Time Inc. says the Viant assets will give it product covering three areas:

  • First Party Data – Bolstering Viant’s vast pool of registration data with Time Inc.’s subscriber database creates a first party dataset that rivals industry leaders Facebook and Google.
  • Programmatic Technology – Viant’s Advertising Cloud platform brings Time Inc. programmatic advertising technology with people based data management, targeting, and advanced analytics.
  • Quality Content – Time Inc. is the leader in producing the highest quality content reaching 150 million consumers every month across the world’s most recognized brands including TIME, Sports Illustrated, Fortune and People.

Viant rebranded in 2015 from Interactive Media Holdings. Before that it was called Specific Media. It was Specific when it went in with Justin Timberlake and acquired MySpace in 2011 from News Corp., reportedly for $35 million. (News Corp bought MySpace for $580 million and then it proceeded to tank.)

“We’re the bold company,” CEO and cofounder Tim Vanderhook once said in an interview, “the one who acquired MySpace when no one else would.”

Growth at the MySpace business, meanwhile, has not slowed down since it was acquired by Viant, he said.
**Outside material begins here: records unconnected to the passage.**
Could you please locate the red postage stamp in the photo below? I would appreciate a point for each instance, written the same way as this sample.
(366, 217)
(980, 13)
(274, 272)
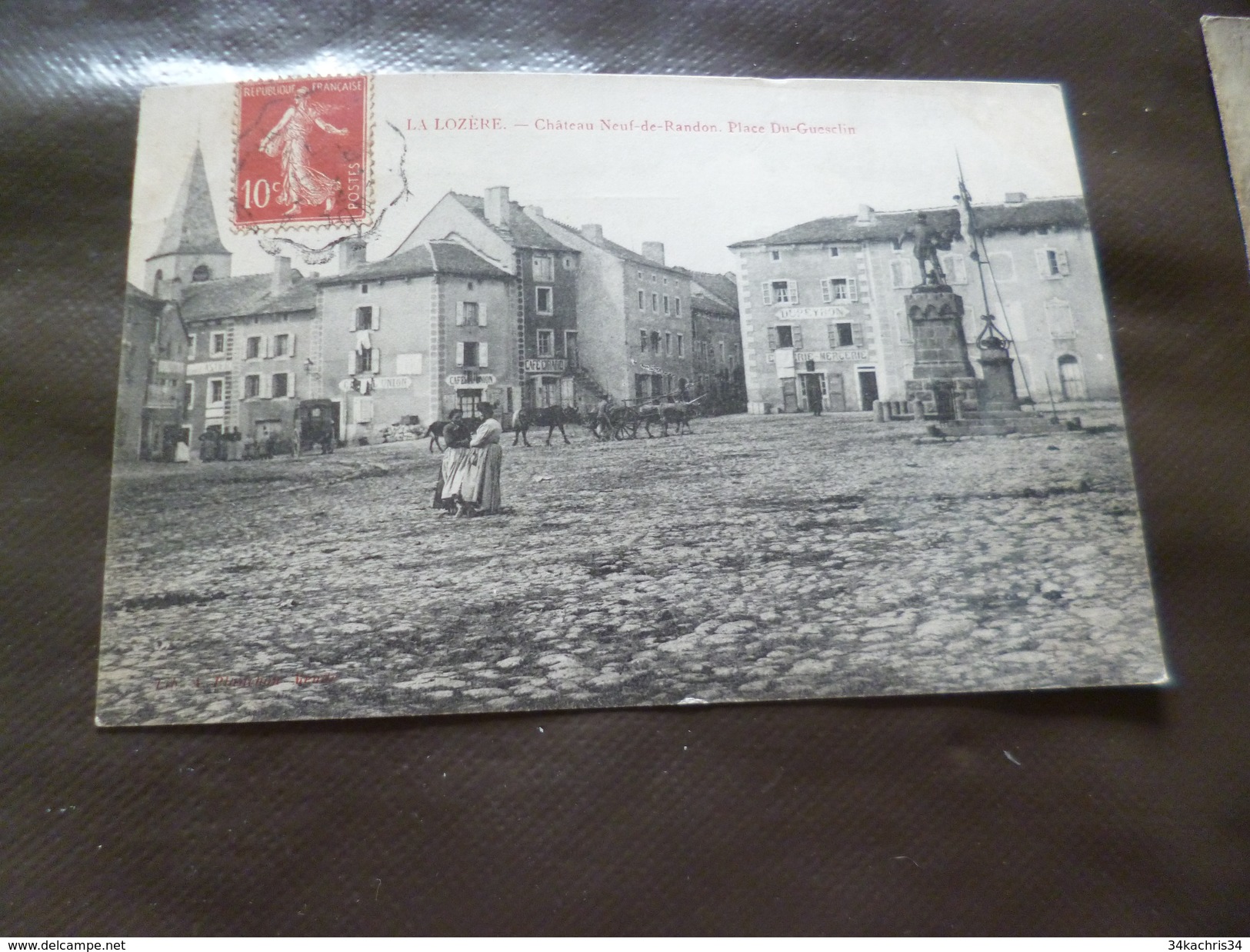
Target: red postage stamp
(303, 153)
“MySpace has done great post launch. We’ve shifted some of the focus from a pure traffic drive to driving more engagement, and we have been really successful at doing that. But it’s a constant balance of how do you attract new users or bring back the old users. Most people have accounts there.” He says that average visitors to the site ranges between 20 million and 50 million users each month.